My mother called my brother and left a long message on his voicemail about how she only has two months left to live. She said her kidneys and liver are failing. She talked about how she had loved him so much since the day he was born. She talked about how I had written her out of my life, how she knew she had been a shitty parent, but that she did the best she could. My poor brother is only 21. Life hasn’t quite gotten ahold of him yet to flash it’s super big disappointments his way. I hope that it never does. He has a wonderful fiancee that loves him with everything she has in her. They were high school sweethearts. They will have a wonderful life together. He has a father that loves him, two grandparents that adore him. I am so glad that life has turned out this way for him.
The part that sucks is that he is still very much affected by the crap that my mother spouts from her mouth. It makes him sad. He thinks ‘maybe this time she’s telling the truth’ or ‘what if she’s telling the truth and she really does die. Will I feel guilty for not believing her?’ I both hate and envy that kind of thought process. I don’t want him to ever feel like he didn’t do enough for her. He has given her money, his attention, his affection, and it has all been wasted.

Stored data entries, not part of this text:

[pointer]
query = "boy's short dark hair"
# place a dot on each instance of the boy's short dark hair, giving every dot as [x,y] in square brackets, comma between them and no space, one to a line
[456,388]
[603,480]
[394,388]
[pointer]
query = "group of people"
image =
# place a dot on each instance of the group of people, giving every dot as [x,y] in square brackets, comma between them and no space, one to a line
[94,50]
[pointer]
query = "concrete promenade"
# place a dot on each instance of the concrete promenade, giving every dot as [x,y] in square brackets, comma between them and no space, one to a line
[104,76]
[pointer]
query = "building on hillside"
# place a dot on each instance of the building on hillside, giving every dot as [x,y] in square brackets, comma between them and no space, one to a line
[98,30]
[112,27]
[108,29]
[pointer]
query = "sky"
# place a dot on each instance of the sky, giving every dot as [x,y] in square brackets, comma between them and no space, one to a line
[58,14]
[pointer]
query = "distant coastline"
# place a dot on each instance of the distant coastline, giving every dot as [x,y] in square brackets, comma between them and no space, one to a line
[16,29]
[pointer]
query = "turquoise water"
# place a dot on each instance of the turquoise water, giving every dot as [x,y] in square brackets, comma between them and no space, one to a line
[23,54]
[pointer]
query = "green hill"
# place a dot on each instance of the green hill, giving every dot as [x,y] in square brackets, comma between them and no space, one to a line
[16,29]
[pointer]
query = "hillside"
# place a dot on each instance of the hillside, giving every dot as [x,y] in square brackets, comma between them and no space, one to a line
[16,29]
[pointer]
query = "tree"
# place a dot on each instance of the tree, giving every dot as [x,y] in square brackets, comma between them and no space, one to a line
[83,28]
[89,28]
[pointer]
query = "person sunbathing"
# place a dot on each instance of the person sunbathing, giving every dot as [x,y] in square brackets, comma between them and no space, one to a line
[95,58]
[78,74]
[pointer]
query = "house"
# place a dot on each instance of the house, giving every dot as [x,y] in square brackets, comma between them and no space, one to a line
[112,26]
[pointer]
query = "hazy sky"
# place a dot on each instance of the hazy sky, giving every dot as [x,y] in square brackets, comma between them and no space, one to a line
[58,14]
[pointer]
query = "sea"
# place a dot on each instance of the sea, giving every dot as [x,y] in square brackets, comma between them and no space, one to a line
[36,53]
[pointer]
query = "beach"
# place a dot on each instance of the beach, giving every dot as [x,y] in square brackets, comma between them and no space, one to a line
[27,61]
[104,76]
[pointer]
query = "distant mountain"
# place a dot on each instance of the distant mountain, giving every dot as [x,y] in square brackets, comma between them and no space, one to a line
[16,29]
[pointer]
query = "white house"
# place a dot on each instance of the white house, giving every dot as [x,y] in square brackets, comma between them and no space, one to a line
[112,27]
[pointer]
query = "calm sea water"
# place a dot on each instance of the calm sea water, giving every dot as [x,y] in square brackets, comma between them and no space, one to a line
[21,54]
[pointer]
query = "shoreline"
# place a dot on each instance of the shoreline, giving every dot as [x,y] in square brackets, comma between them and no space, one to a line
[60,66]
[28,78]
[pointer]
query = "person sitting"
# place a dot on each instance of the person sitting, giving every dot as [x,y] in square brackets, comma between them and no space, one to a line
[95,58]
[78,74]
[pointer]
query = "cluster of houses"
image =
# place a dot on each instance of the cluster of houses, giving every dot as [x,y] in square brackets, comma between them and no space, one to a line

I envy that he is still capable of feeling this way, because it has long since departed from my bag of empathy towards that woman.
What I think has happened is that she has burned all of the bridges she has with any friends that she had left. She turns on the sympathy well to the one person that she knows is still tender-hearted enough to care. She must have forgotten how much she abandoned my brother when we were younger. She forgets that I was the one that got up with him in the mornings and watched him all day long, missing day after day of school because she wasn’t capable of taking care of him. His dad worked three jobs to support our family and she refused to hold a job because of her ‘health problems’ that haven’t killed her yet, though God only knows they should have by now since she is so ‘terminal’.
She didn’t call me; she knows better. I’m the horrible child. I’m the one with the cold heart.
I’m just the one that has had enough of her crap. He has too, but I think it’s harder for him to remember some of the bad times because he was so young when a bulk of it was going on. But he knows. He has had his fair share. My mother is no sooner dying from kidney and liver failure than I am. And if she is, well, she shouldn’t have cried wolf for 20 years. It’s bad enough she has been cured from a cancer that doesn’t even exist, now she’s stealing the way that my grandmother died and making it her own illness. I guess she finally figured out that dying from ‘microevasive cancer’ wasn’t a real possibility, so now she has to pull from the knowledge that she does know – since we all watched my grandmother die – and use that to her advantage.
It will be a strange day when she finally does die.